My best days seem to be when a memory dislodges and ascends to the forefront of my mind, where it then fills and nourishes the present with all the joy and fulfillment of the past. I tarry in memory as a vagrant takes on towns.



It seems the present never supplies time enough for reflection, and while we're seeking to savour and enjoy it, we are hardly ever able. I think this is okay, for I love little more than this type of retreat. It seems that the glance within acts as autumn sun, which takes the verdant shoots of summer, and infuses them with a gilding that adorns the more permanent landscape of winter. Memory allows us to bedeck our lives with the presence and acknowledgement of God in them, which takes simple circumstance, weaves sovereignty and truth within them, and casts the temporal into the eternal. Our hearts yearn for this, and we were Created with this in mind.



An ache is present which I cannot identify, and while my pen has been absent from the page I've been trying to sort this all out. A few weeks back I was walking the trails, and the scent of pine was so very strong, that it knocked me clear out of my senses. I imagined unrolling the mantle of earth and crawling under that great blanket of sod -- just to be nearer. I wanted to scale mountains and sleep on top of them -- just to feel. I needed more closeness, more intimacy, and His Creation beckons with a most powerful magnetism that draws me closer still, and yet never close enough. He satisfies, always give more, and yet it's never enough. I want -- I need so much more of Him.



I read this morning in Romans 8. I was struck deeply that the Creation is groaning and longing to released to the glory of the Sons of God, and while my flowers smile and arch with joy toward their Maker, they too long to be released.

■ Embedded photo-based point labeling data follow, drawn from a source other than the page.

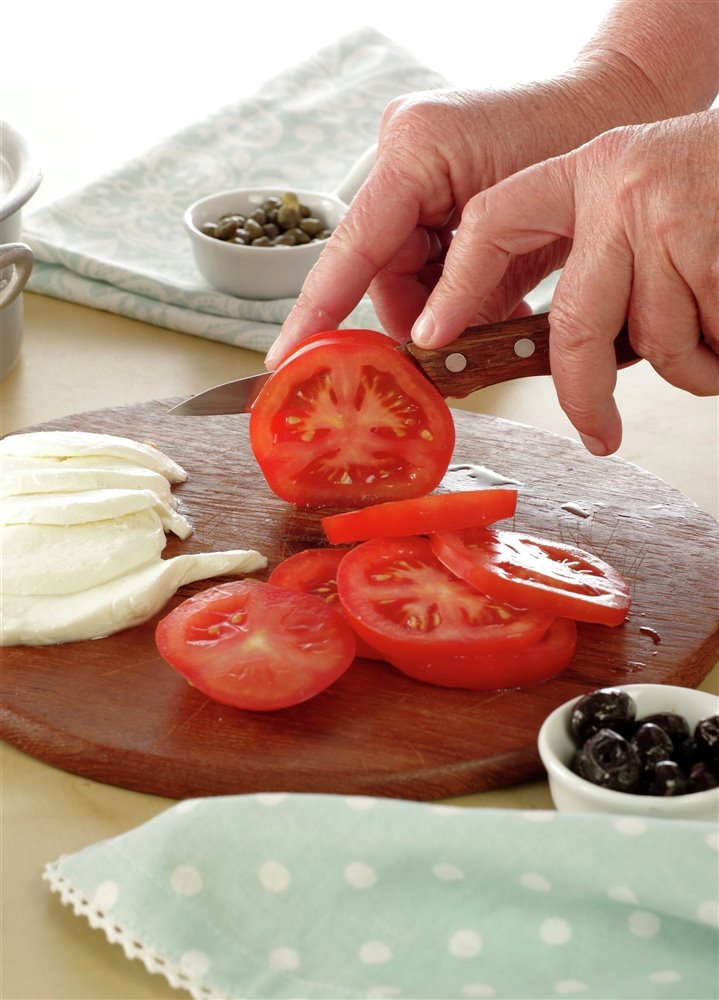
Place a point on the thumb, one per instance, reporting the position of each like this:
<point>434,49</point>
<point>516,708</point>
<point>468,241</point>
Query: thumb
<point>521,214</point>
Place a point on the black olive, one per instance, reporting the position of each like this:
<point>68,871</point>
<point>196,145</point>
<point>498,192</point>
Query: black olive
<point>608,760</point>
<point>602,710</point>
<point>666,778</point>
<point>673,724</point>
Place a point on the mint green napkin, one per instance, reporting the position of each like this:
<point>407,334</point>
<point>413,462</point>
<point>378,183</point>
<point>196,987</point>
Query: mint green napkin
<point>294,895</point>
<point>119,244</point>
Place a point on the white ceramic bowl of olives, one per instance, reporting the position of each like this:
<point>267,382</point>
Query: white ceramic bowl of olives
<point>261,243</point>
<point>635,749</point>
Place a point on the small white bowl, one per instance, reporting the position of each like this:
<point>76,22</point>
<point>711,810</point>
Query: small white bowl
<point>570,793</point>
<point>265,272</point>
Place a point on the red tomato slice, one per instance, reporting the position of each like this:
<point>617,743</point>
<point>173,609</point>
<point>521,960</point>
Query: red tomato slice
<point>405,603</point>
<point>531,572</point>
<point>349,422</point>
<point>421,515</point>
<point>256,646</point>
<point>498,671</point>
<point>314,571</point>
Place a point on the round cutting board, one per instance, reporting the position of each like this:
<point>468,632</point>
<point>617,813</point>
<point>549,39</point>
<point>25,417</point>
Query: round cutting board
<point>112,710</point>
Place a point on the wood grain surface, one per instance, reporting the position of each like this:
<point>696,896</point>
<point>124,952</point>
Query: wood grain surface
<point>112,710</point>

With the continual dawning of more "natural disasters" and catastrophic events, I question little that Creation indeed is churning and moaning to be set free.

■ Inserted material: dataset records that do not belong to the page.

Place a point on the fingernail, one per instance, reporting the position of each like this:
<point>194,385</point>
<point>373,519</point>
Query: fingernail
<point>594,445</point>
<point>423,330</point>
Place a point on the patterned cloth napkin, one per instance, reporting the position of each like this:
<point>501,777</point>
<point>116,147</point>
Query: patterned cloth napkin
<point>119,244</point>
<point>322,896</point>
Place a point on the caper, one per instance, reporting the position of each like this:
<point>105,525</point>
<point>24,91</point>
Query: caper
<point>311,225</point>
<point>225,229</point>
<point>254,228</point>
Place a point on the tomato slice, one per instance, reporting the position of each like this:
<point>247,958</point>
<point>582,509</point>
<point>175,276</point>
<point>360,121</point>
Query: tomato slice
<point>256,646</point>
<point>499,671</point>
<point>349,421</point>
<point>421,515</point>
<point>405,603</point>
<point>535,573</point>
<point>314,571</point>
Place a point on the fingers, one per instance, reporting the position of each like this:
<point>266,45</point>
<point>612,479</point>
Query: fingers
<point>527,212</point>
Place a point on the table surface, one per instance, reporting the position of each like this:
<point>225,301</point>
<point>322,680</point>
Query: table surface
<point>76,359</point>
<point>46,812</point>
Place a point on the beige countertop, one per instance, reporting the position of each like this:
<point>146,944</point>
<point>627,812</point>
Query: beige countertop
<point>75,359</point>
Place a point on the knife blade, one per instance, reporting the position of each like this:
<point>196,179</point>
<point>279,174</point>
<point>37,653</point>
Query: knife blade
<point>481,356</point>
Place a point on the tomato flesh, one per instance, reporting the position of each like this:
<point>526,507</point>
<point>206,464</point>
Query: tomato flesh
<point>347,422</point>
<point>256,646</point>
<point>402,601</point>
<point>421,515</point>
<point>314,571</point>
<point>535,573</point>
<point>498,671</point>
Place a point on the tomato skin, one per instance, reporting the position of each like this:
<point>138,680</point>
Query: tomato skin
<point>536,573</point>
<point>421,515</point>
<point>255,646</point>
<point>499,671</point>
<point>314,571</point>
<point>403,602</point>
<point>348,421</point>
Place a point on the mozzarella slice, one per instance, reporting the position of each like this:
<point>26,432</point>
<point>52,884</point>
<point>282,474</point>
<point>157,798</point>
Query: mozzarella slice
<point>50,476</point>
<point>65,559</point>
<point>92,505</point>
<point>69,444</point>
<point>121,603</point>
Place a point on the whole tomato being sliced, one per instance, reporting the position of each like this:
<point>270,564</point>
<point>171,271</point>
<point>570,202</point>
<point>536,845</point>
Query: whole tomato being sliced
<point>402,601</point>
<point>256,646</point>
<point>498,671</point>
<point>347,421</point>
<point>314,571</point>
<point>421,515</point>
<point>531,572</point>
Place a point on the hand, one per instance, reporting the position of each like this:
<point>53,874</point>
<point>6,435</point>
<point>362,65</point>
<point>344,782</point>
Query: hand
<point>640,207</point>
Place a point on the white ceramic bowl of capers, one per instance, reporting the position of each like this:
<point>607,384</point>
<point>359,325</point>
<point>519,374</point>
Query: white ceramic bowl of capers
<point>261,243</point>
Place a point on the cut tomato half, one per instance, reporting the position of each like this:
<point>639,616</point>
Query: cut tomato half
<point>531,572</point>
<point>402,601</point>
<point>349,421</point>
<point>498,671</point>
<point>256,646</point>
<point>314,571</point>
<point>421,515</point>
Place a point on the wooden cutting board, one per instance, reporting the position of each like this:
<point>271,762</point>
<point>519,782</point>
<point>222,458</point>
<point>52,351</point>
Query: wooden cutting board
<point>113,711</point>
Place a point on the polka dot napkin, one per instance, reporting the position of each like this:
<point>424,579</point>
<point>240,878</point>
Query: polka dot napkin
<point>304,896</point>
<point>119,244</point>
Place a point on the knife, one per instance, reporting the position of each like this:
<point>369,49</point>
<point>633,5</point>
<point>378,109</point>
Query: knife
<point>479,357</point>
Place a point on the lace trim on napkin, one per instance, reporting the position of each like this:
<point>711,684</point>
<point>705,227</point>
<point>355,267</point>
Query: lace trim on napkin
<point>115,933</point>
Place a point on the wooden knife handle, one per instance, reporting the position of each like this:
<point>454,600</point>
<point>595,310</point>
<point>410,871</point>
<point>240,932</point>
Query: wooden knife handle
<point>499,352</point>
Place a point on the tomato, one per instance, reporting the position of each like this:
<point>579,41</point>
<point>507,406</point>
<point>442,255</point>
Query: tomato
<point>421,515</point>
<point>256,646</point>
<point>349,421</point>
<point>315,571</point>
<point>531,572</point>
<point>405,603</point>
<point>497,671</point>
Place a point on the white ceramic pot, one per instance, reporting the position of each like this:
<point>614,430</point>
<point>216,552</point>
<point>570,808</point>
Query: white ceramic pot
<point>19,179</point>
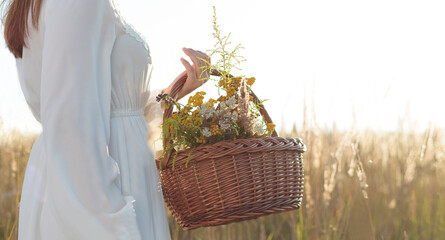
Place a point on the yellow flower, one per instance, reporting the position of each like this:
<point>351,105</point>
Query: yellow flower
<point>250,81</point>
<point>270,126</point>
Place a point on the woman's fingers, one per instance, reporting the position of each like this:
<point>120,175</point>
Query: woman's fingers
<point>199,60</point>
<point>190,70</point>
<point>189,52</point>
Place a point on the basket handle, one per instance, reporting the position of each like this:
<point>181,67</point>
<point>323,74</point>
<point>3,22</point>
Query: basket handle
<point>174,93</point>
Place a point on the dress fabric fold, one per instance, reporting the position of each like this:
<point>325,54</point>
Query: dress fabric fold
<point>91,173</point>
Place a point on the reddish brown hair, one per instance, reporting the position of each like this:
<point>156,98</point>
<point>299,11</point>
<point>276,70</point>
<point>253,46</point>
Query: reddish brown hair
<point>15,22</point>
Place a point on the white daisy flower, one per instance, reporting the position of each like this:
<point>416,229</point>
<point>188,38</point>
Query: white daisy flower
<point>206,132</point>
<point>258,129</point>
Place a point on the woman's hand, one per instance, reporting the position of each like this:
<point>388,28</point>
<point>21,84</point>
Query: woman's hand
<point>194,73</point>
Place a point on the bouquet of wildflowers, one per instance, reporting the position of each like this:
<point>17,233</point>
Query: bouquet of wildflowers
<point>233,115</point>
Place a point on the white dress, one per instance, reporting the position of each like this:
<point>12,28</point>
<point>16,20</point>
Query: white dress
<point>91,174</point>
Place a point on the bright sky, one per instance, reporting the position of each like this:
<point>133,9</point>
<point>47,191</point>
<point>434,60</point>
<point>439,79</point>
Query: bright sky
<point>382,59</point>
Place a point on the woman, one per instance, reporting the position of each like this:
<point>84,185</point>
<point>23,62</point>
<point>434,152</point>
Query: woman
<point>85,75</point>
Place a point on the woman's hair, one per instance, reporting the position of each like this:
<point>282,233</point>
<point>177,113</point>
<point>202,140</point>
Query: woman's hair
<point>15,21</point>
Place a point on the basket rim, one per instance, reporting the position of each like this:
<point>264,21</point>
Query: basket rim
<point>299,146</point>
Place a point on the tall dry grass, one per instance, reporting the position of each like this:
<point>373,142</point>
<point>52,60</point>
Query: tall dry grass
<point>358,185</point>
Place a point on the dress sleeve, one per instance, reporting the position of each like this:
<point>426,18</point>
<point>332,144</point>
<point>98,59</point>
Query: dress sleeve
<point>154,116</point>
<point>82,199</point>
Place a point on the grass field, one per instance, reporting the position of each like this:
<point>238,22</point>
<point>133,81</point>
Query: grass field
<point>358,185</point>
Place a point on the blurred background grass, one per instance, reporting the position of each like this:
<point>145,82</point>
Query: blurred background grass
<point>359,184</point>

Further down in Romans 8 we read, "In the same way the Spirit also helps our weakness; for we do not know how to pray as we should, but the Spirit Himself intercedes for us with groanings too deep for words." I say thank you, Lord, for I know not even what presses me down, and know that only You will raise me up.

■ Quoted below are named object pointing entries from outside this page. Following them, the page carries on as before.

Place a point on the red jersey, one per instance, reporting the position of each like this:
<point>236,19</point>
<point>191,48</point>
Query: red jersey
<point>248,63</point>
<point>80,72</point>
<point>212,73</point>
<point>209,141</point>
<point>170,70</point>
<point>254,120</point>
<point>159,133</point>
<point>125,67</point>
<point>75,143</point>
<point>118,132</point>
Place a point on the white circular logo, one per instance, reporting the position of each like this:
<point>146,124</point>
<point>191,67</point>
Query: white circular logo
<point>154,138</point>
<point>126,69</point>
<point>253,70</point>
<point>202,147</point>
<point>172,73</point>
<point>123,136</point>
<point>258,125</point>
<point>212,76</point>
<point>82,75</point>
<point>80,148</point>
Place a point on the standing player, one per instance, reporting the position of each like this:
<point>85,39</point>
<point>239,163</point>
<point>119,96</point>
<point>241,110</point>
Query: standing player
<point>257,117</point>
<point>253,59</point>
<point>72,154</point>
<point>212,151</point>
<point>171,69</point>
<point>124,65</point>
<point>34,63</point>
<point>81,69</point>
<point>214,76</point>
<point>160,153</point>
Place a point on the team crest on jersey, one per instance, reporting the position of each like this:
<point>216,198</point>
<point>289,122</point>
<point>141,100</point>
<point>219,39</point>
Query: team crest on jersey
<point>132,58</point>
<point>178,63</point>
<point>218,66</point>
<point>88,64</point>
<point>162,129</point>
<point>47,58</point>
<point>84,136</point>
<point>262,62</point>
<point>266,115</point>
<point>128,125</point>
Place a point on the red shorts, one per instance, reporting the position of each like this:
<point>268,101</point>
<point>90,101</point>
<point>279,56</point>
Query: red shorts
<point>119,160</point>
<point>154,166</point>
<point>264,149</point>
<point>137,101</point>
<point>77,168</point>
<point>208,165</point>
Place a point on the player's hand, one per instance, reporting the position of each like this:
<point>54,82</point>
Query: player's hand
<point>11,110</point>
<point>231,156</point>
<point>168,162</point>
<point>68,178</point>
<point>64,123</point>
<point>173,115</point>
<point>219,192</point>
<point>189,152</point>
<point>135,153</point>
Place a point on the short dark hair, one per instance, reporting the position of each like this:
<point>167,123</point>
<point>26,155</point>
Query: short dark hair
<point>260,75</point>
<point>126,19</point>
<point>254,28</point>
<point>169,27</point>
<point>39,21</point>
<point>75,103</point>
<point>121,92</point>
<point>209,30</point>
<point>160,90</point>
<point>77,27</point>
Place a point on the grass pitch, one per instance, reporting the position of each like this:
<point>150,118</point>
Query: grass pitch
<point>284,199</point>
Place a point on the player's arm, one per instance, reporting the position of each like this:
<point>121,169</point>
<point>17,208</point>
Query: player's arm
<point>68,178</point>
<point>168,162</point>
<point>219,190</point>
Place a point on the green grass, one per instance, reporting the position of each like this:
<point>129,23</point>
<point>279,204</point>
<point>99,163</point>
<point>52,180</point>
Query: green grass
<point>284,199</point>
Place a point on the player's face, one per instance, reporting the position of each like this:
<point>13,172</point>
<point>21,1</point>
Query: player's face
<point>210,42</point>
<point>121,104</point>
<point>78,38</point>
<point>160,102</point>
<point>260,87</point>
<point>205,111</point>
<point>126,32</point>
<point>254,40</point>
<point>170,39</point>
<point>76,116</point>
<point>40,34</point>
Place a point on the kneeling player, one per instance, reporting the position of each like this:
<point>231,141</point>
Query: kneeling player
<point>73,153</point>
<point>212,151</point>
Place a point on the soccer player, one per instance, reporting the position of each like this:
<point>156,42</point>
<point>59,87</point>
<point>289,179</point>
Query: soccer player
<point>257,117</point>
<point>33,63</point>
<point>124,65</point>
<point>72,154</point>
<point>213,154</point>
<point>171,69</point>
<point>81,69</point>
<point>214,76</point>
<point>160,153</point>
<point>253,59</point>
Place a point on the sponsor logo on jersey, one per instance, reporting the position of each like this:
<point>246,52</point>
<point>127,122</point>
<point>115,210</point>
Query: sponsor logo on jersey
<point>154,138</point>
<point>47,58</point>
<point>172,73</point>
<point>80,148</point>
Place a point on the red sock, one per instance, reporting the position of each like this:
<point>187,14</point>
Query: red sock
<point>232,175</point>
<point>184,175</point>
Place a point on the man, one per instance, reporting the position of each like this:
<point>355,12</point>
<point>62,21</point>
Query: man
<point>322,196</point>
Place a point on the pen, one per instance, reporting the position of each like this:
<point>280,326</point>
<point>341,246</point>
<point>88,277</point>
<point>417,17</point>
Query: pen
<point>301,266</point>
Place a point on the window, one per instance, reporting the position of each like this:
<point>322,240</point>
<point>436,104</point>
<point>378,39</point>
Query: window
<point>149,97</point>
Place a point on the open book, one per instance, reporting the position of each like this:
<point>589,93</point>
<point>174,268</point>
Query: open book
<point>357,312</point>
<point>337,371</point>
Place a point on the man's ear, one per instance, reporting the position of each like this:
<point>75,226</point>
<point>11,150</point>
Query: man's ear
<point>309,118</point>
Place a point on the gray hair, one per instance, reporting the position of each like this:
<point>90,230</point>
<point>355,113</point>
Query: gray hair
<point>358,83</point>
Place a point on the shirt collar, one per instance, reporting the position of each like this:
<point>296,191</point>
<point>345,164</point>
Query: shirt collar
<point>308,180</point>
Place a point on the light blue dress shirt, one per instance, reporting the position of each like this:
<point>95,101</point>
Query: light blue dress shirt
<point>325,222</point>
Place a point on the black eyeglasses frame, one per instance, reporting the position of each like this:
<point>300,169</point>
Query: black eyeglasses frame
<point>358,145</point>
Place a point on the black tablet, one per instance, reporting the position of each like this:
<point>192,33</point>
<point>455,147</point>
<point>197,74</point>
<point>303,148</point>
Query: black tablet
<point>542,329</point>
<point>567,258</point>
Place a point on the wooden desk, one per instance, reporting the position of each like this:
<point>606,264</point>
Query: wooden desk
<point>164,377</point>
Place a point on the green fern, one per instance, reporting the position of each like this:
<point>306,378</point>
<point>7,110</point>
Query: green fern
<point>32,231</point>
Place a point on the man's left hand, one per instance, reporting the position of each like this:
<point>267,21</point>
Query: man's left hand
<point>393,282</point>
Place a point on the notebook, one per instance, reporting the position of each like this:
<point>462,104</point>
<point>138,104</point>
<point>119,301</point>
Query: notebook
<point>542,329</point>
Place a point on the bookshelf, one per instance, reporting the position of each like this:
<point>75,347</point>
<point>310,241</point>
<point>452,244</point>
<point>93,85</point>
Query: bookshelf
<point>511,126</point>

My dad wrote an email yesterday on the day of his 32nd wedding anniversary. He spoke of those years ago, and how he could have never imagined what would have come out of their union. He spoke of time's fleeting, and how he could see that he'd aged, but he couldn't really recall when it'd happened, or even what he used to look like. It was so very beautiful to me, and taking it all to heart, I ask my heavenly Father what it is He'd have me to do while sojourning briefly on this earth. This theme leads me to Moses...



I visit psalm 90 often, and it's lessons always reach me in my throat. I am likened to the withering grass, a three hour watch in the night, and all my finished years are exhaled in a sigh... My life passes as dandelion seeds in the breeze, and if fortunate, some love may linger as perfume on one's sleeve. I am a vapor and I live as if an eternity. It is toilsome to consider, and yet the answer is simple: "Let Your work appear to Your servants and Your majesty to their children. Let the favor of the Lord our God be upon us; and confirm for us the work of our hands; Yes confirm the work of our hands." (vs. 16, 17).



Very little matters but a clearer picture of this. The present, with all its claims and boastings, too will pass away -- and so very quickly! In every sphere we seem to live out of what we do, and accomplish, instead of who we are. We've abandoned the unseen, and set up camp by sight. I spend more time pining over what I don't know, instead of doing what I do. I forget that when I don't know the big picture, I am to simply do the next thing. Spring has never not followed winter, and as surely as unseen life pushes through frozen ground, so too will my life continue to sprout and grow in the care of a benevolent and loving Creator. So, like Moses, I ask the Lord to "teach us to number our days, that we may present to You a heart of wisdom." (Vs. 12).